# Substituting Integration with trigonometric function

1. May 20, 2012

### inter060708

1. The problem statement, all variables and given/known data

$\int_{1}^{5}\sqrt{4-(x-3)^2}dx$

2. Relevant equations

3. The attempt at a solution
Not really a homework. Just curious.

Let $x-3=2sin u$
$x=2sin u+3$

Now limit change,
when x=1, u = arcsin (-1)
when x=5, u = arcsin (1)

Since there are infinitely many solution of arcsin (-1) and arcsin (1), How do we know which ones to choose?

Thank you very much

Last edited: May 20, 2012
2. May 20, 2012

### cjc0117

$\int_{1}^{5}\sqrt{4-(x-3)^2}dx$

You have to write itex for the Latex to work, not tex. And the ending tag is /itex with a forward slash, not \itex with a backward slash.

3. May 20, 2012

### cjc0117

There are not infinitely many solutions to $sin^{-1}(-1)$ and $sin^{-1}(1)$. The range of $sin^{-1}(x)$ is $[-\frac{π}{2},\frac{π}{2}]$.

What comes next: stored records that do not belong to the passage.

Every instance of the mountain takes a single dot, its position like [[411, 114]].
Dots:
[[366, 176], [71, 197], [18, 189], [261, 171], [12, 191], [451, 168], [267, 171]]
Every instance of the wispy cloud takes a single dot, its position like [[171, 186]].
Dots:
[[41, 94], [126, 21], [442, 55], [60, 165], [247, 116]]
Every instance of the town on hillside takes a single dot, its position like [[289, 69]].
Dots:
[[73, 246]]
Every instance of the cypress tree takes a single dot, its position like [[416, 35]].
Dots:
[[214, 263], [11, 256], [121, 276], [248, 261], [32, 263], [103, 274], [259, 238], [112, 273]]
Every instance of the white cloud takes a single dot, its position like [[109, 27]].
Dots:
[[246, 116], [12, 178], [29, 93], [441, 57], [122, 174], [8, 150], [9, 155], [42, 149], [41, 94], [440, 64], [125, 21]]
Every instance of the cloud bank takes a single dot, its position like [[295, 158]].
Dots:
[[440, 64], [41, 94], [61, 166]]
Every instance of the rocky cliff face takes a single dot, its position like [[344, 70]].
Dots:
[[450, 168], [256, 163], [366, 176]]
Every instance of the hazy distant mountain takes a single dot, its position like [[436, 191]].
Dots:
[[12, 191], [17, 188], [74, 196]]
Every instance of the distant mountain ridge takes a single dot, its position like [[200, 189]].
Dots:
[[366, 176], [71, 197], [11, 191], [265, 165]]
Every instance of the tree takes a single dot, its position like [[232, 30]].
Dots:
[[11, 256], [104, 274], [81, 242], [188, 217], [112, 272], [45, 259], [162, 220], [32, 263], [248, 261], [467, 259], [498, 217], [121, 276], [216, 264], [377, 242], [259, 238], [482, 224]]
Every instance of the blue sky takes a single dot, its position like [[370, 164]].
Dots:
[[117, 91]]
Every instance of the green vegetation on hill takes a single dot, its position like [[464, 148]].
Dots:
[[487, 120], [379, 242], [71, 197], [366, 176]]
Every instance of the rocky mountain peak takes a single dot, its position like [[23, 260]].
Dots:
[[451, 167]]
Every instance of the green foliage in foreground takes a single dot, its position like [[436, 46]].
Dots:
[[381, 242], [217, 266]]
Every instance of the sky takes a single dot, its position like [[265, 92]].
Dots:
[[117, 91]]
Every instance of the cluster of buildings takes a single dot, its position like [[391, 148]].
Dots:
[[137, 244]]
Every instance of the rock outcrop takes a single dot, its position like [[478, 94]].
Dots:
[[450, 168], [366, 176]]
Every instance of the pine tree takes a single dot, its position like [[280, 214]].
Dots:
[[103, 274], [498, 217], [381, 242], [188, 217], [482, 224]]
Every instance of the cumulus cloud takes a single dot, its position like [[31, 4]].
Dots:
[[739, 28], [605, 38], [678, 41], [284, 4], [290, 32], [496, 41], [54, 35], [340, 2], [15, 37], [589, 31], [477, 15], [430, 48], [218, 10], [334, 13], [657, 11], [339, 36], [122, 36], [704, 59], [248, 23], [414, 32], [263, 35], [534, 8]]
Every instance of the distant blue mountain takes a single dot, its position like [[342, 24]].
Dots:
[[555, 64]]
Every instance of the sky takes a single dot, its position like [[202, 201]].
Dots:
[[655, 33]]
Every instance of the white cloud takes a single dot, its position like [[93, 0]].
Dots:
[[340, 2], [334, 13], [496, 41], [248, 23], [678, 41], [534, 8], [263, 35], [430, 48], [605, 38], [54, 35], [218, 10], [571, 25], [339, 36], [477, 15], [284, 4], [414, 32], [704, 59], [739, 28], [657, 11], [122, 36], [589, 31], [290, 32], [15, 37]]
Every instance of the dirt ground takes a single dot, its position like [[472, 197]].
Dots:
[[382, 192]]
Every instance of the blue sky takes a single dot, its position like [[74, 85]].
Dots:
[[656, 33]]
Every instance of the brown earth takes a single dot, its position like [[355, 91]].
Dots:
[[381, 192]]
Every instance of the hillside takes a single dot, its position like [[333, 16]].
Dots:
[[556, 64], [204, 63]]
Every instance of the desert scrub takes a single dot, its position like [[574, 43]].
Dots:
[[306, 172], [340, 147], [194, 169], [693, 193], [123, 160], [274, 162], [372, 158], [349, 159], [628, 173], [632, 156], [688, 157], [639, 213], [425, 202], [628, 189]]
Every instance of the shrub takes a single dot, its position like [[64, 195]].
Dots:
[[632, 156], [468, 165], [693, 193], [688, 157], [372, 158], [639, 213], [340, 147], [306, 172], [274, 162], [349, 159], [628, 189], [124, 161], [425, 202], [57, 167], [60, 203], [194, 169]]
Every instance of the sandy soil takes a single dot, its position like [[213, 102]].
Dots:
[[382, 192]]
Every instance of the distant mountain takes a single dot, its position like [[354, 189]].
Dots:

EDIT: While trigonometric substitution is a valid way to solve this definite integral, you can also solve the problem by thinking about what the graph of $y=\sqrt{4-(x-3)^{2}}$ is, and remembering that a definite integral is the area between the curve and the x-axis.

Last edited: May 20, 2012
4. May 20, 2012

### inter060708

Why is that? can't it be [3∏/2, 5∏/2]? or let's say [-∏/2 , 5∏/2] ?

5. May 20, 2012

### inter060708

I know. I can solve this integral by modelling it as a semi circle and find the area.

But here, I am curious about the trigonometric substitution.

6. May 20, 2012

### cjc0117

I'm not sure "why" exactly. But if I had to guess I'd say just because. That's the way the inverse sine function was defined. It was given a restricted range. I'm not sure you need a reason why since it's in the definition of the inverse sine function.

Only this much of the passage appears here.